Dalam berbagai kesempatan masukan pada penyempurnaan ISPO Pekebun, FORTASBI menyuarakan kemudahan akses mendapatkan akses untuk STDB. Jika bukti STDB menjadi syarat, maka kemungkinan sulit bagi pekebun untuk ISPO. Padahal, STDB sendiri memiliki hubungan yang erat dengan rantai pasok dan ketertelusuran.
Dalam hal rantai pasok idealnya ada surat kerja sama pekebun dan perusahaan yang akan memudahkan petani dan perusahaan memberikan informasi mengenai data kebun petani dan legalitas sebagai persyaratan ketelusuran. Apalagi syarat ketelusuran ini bagian dari permintaan pasar global, salah satunya lewat aturan EUDR.

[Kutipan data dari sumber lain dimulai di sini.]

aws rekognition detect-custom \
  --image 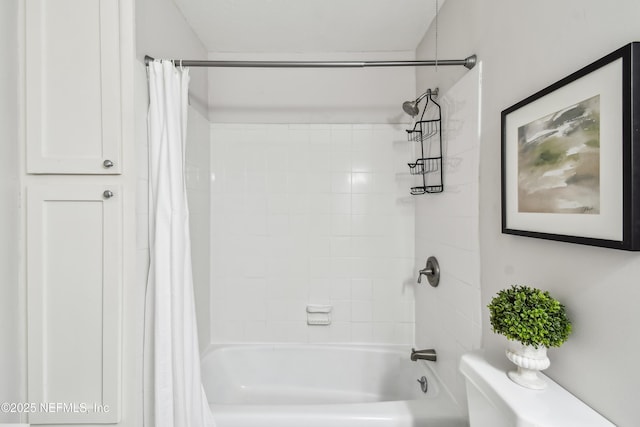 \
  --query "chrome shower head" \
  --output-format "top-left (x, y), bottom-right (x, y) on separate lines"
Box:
top-left (402, 88), bottom-right (438, 117)
top-left (402, 101), bottom-right (420, 117)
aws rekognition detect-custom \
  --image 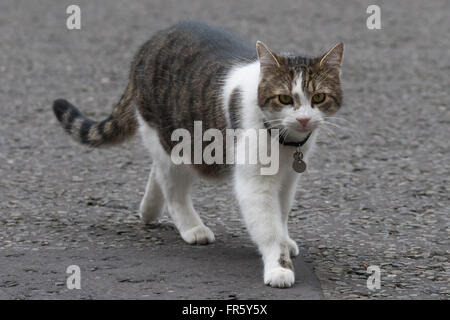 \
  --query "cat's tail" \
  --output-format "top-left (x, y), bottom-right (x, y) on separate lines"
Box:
top-left (53, 81), bottom-right (138, 147)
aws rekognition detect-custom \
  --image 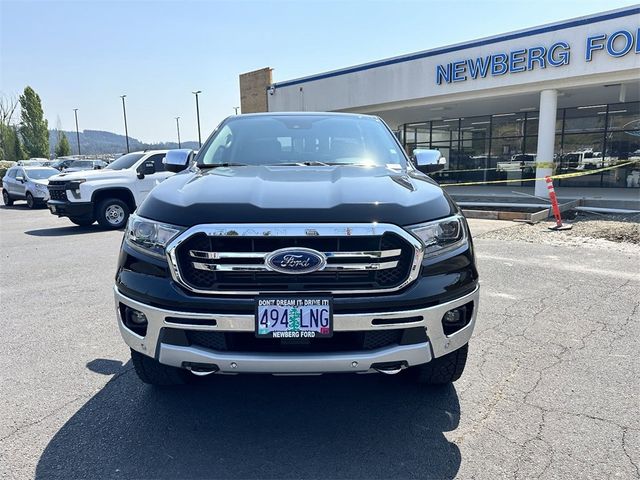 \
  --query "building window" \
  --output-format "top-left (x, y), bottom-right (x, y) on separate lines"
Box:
top-left (403, 102), bottom-right (640, 188)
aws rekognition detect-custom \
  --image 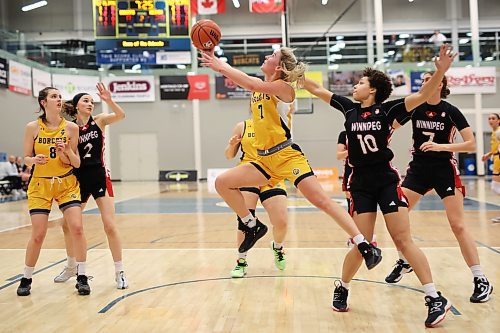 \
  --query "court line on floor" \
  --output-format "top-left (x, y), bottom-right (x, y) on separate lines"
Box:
top-left (0, 242), bottom-right (104, 290)
top-left (98, 275), bottom-right (462, 316)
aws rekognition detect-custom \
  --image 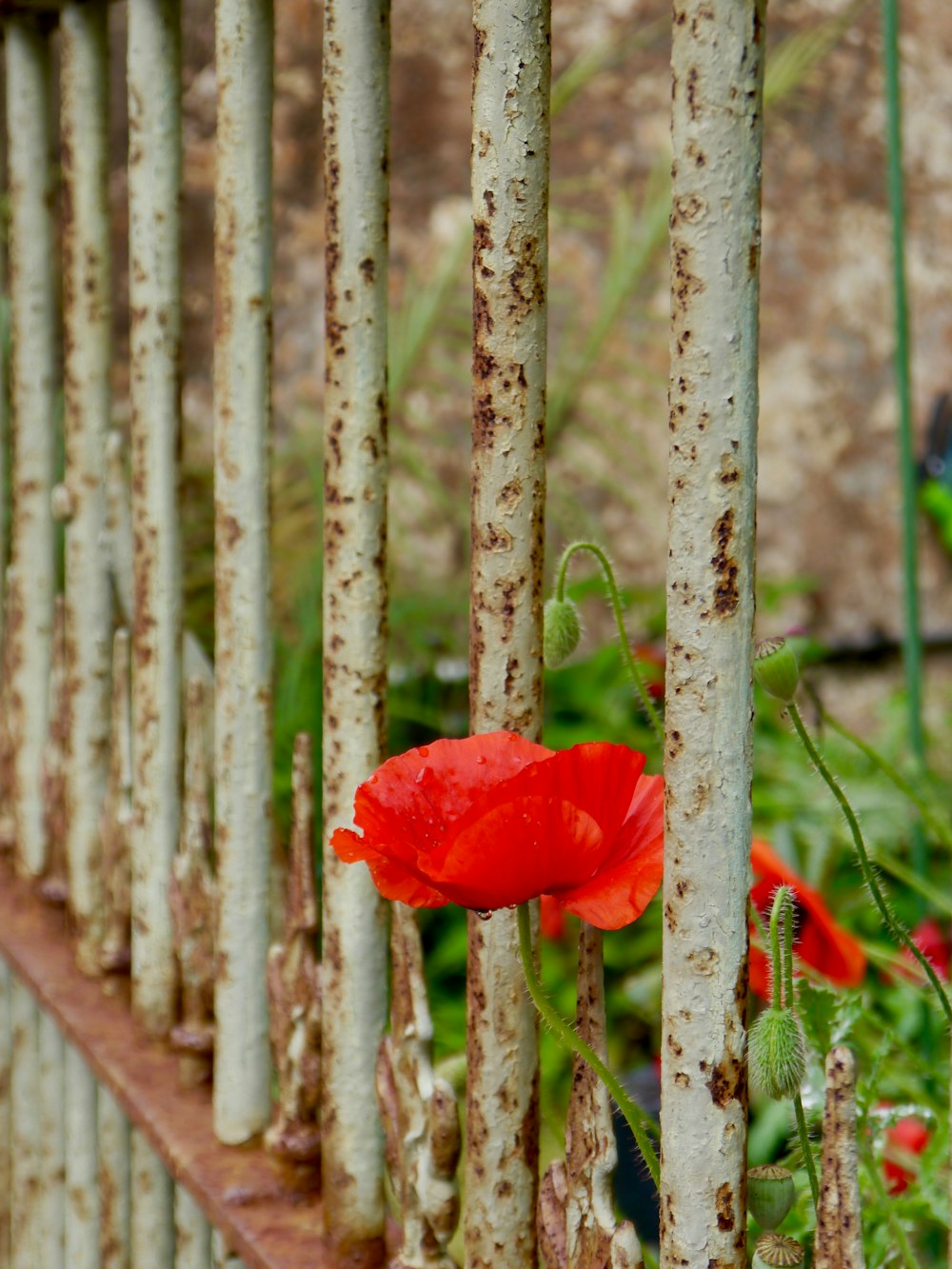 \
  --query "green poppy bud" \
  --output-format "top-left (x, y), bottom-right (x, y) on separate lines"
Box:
top-left (542, 599), bottom-right (582, 670)
top-left (747, 1163), bottom-right (797, 1230)
top-left (750, 1231), bottom-right (803, 1269)
top-left (747, 1007), bottom-right (806, 1101)
top-left (754, 638), bottom-right (800, 702)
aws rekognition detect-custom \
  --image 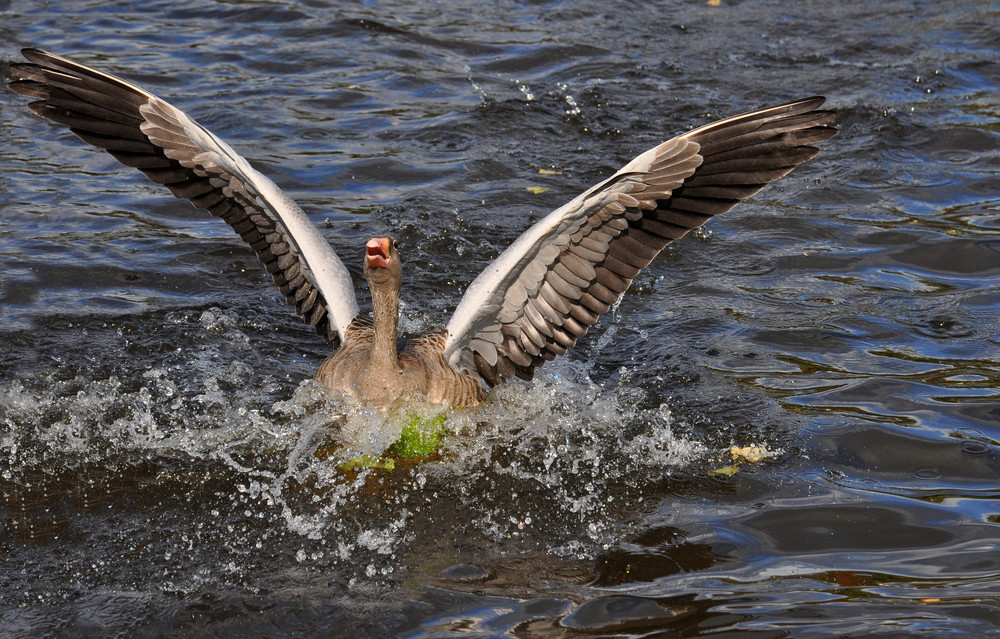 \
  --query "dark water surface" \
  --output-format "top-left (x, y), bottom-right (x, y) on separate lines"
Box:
top-left (0, 0), bottom-right (1000, 639)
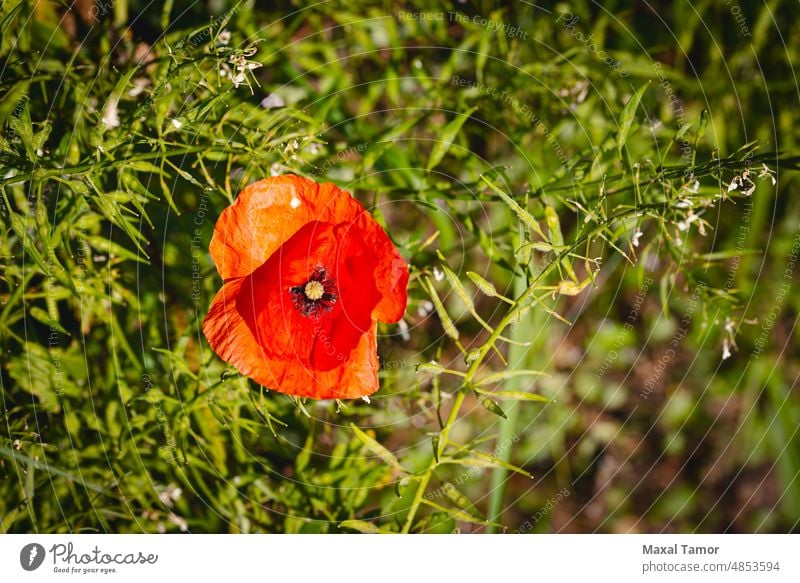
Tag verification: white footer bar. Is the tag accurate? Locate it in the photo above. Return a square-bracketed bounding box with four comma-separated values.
[0, 534, 800, 583]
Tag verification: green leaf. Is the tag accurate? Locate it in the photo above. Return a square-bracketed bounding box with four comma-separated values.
[350, 423, 403, 470]
[444, 484, 486, 521]
[422, 498, 494, 526]
[425, 278, 458, 340]
[481, 175, 547, 239]
[476, 369, 547, 387]
[617, 81, 650, 156]
[441, 450, 533, 478]
[416, 361, 447, 375]
[426, 107, 478, 170]
[86, 235, 147, 263]
[480, 395, 508, 419]
[467, 271, 497, 297]
[475, 388, 552, 403]
[339, 520, 384, 534]
[28, 306, 70, 336]
[441, 263, 475, 313]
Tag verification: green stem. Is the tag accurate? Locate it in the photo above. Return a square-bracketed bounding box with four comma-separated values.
[401, 204, 663, 533]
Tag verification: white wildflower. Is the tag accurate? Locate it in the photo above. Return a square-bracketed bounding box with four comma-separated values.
[100, 94, 119, 130]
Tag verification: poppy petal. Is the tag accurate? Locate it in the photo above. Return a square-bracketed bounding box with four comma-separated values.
[253, 322, 378, 399]
[203, 279, 378, 399]
[203, 279, 264, 378]
[238, 222, 380, 371]
[354, 211, 408, 323]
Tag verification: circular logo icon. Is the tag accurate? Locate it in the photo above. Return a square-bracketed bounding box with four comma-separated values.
[19, 543, 45, 571]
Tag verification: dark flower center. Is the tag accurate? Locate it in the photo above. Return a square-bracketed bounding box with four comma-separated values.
[289, 267, 336, 318]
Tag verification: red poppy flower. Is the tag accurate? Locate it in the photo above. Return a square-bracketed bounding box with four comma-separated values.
[203, 175, 408, 399]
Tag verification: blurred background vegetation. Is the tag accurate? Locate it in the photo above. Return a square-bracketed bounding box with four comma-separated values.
[0, 0, 800, 532]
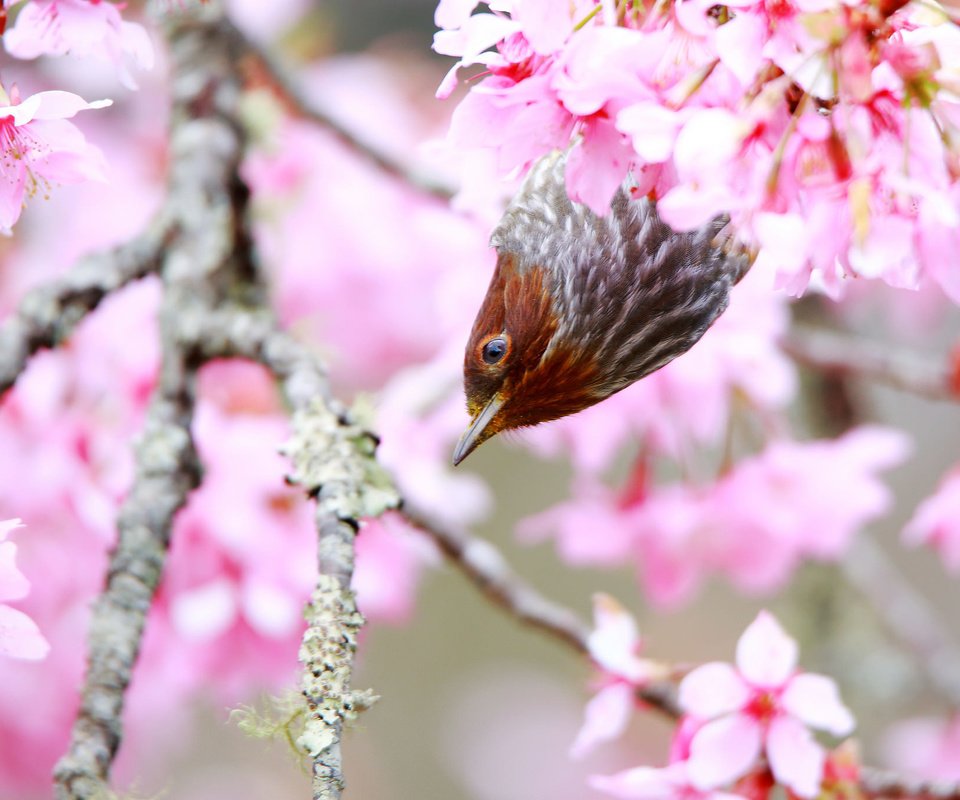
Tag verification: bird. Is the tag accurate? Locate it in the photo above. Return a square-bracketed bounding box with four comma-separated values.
[453, 150, 754, 465]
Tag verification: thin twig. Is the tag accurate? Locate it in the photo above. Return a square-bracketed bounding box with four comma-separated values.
[55, 9, 251, 800]
[232, 18, 456, 202]
[403, 502, 590, 655]
[403, 503, 683, 719]
[841, 536, 960, 708]
[860, 767, 960, 800]
[780, 327, 960, 402]
[188, 307, 399, 800]
[0, 214, 175, 395]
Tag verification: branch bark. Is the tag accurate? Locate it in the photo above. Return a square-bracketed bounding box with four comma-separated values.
[780, 327, 960, 402]
[54, 9, 258, 800]
[0, 213, 175, 395]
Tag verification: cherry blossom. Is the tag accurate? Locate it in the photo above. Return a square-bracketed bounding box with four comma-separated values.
[570, 594, 665, 758]
[883, 716, 960, 781]
[435, 0, 960, 301]
[590, 761, 743, 800]
[0, 519, 50, 661]
[679, 611, 854, 798]
[0, 87, 111, 233]
[520, 424, 909, 607]
[903, 469, 960, 573]
[4, 0, 153, 89]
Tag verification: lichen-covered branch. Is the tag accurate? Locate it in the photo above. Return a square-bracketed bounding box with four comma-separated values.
[284, 406, 399, 800]
[189, 306, 399, 800]
[0, 213, 175, 395]
[55, 290, 200, 800]
[780, 327, 960, 402]
[55, 9, 259, 800]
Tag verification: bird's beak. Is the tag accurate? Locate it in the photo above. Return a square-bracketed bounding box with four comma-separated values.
[453, 394, 503, 466]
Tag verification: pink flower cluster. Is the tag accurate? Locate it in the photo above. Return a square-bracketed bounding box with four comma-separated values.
[591, 612, 854, 800]
[521, 428, 908, 606]
[0, 87, 110, 233]
[434, 0, 960, 302]
[0, 519, 50, 661]
[903, 468, 960, 574]
[3, 0, 153, 89]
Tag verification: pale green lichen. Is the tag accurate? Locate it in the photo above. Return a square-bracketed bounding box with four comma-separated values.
[281, 398, 400, 521]
[230, 691, 307, 759]
[297, 575, 377, 758]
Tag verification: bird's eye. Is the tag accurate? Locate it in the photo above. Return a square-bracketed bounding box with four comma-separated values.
[483, 336, 507, 364]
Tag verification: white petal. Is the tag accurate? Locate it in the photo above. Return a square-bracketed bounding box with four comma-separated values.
[570, 683, 635, 758]
[737, 611, 797, 688]
[679, 661, 750, 719]
[767, 717, 824, 797]
[780, 674, 856, 736]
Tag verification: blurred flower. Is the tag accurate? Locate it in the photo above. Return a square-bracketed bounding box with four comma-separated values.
[4, 0, 153, 89]
[590, 762, 743, 800]
[883, 716, 960, 781]
[0, 87, 111, 233]
[520, 424, 909, 606]
[903, 462, 960, 573]
[679, 611, 854, 798]
[570, 594, 663, 758]
[0, 519, 50, 661]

Selain itu, didorong adanya perjanjian kerjasama antara pekebun dengan perusahaan agar ada pembuktian telusurannya, bagi petani sawit swadaya yang sudah tersertifikasi.
Perpres dan produk aturan turunan ISPO 2025, harus benar-benar dapat menjadi pendorong kesejahteraan dan keberlanjutan bagi petani sawit swadaya di Indonesia.